Before the core appeal to pathos is revealed in paragraphs 31 and 32, the careful listener (or reader) has already seen numerous examples of pathos working at a deeper rhetorical level. One can even notice a common pathetic theme running through this first stage of the speech: that of “unification.” On one level, President Reagan unites himself with Berlin by sharing his audience’s love for the city. On another, Reagan unites America to Berlin’s cause by harkening to the Marshall Plan. Reagan even unites the division and oppression of Berlin with injustice all around the world, the injustice felt by every human being: “Every man is a Berliner, forced to look upon a scar” (paragraph 5). He stresses the unification of Western forces through the European Community, NATO, and the “Western alliance” that is pushing through disarmament (paragraph 17). And though Reagan certainly acknowledges the sharp East-West divide, he focuses instead on the assertion that one day soon “We in the West [might] break down barriers that separate people” (paragraph 23) to create a world that will find peace through unity.

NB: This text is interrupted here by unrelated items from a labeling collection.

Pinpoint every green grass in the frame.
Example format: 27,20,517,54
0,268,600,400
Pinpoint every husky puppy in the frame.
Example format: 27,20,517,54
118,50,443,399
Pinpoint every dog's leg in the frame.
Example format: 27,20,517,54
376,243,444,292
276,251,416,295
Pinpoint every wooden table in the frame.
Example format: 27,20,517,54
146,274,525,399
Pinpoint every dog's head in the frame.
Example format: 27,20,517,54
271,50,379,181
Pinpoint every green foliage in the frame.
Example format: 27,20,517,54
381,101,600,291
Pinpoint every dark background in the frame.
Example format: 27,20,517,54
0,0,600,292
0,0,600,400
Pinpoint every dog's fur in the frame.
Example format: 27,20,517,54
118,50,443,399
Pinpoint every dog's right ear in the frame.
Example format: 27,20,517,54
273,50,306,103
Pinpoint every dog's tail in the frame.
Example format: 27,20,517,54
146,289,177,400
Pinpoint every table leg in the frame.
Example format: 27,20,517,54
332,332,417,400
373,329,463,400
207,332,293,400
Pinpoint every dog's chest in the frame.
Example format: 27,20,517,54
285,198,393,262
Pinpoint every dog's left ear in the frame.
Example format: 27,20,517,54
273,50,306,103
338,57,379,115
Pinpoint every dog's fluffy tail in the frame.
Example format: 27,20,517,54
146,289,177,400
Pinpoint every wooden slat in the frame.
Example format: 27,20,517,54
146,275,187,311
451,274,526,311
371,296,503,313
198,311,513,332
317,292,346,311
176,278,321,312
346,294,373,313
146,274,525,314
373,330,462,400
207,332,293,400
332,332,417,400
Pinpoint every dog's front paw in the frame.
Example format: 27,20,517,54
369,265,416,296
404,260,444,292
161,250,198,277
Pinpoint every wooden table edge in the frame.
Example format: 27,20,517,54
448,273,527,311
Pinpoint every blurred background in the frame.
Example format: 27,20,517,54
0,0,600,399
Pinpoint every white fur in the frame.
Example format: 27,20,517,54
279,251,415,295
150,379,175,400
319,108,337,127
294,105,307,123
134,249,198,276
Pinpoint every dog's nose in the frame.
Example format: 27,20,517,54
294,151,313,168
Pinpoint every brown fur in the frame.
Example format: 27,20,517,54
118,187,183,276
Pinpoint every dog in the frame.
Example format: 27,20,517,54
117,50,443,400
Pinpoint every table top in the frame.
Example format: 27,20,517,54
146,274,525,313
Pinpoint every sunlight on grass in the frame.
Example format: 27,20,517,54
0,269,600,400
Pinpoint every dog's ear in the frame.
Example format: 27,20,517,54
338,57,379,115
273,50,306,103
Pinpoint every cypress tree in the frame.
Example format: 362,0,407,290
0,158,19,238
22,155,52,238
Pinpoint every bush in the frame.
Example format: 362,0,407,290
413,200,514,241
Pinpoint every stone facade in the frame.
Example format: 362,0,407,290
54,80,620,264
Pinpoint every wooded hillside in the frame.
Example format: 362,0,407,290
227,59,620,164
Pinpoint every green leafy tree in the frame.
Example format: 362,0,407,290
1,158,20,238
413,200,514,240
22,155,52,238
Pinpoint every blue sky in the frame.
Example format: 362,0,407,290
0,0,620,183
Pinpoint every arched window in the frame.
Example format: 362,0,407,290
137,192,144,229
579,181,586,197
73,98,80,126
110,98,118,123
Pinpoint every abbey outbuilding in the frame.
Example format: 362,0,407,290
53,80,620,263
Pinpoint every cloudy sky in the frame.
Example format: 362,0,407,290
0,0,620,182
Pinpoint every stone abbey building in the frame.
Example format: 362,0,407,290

The half-hidden pathetic theme of unification finds a full voice near the end of the speech. As his address winds to a close, Reagan once again speaks to his Berlin audience directly, wondering aloud, “What keeps you here?” and proposing, “something that speaks with a powerful voice of affirmation, that says ‘yes’ to this city, yes to the future, yes to freedom. In a word…what keeps you in Berlin is ‘love’” (paragraph 31). President Reagan has already pointed out that “surely there is no better place than Berlin, the meeting place of East and West, to make a start [in achieving reconciliation]” (paragraph 23). Now, with his pathetically climactic assertion that Berlin is founded on love, he has created a striking image. He seems to say: Berlin stands between East and West, a symbol of strength despite division, just as love stands between two sides of any conflict, strong enough to weather the storms of hate and emerge victorious in the long run. With love, and only with love, is there hope for the ultimate unification of mankind: the unification that drives the appeals of the speech from beginning to end.

One may well wonder why Reagan and his speechwriting team chose this particular appeal to make a big impact in the political and popular climate of the time (a goal they largely achieved). While the full answer lies outside the scope of this paper, I propose that the effectiveness of this speech stems from its emphasis on the power of the human spirit to love, or as Reagan put it, “the human impulse to create, to enjoy, [and] to worship” (paragraph 32), in the face of a time when people were starved of such things. It was a time of globalization, of technological revolutions; a time during which the political world was dominated by two faceless, bureaucratic behemoths whose disagreements had resulted in terrifying weapons that could wipe humanity from the face of the earth. Perhaps people were desperate for a glimpse of a future in which such weapons were no longer necessary; a future in which the human spirit was given full reign to love, create, enjoy, and worship. Perhaps the “Remarks at the Brandenburg Gate” offered, and continues to offer, that glimpse.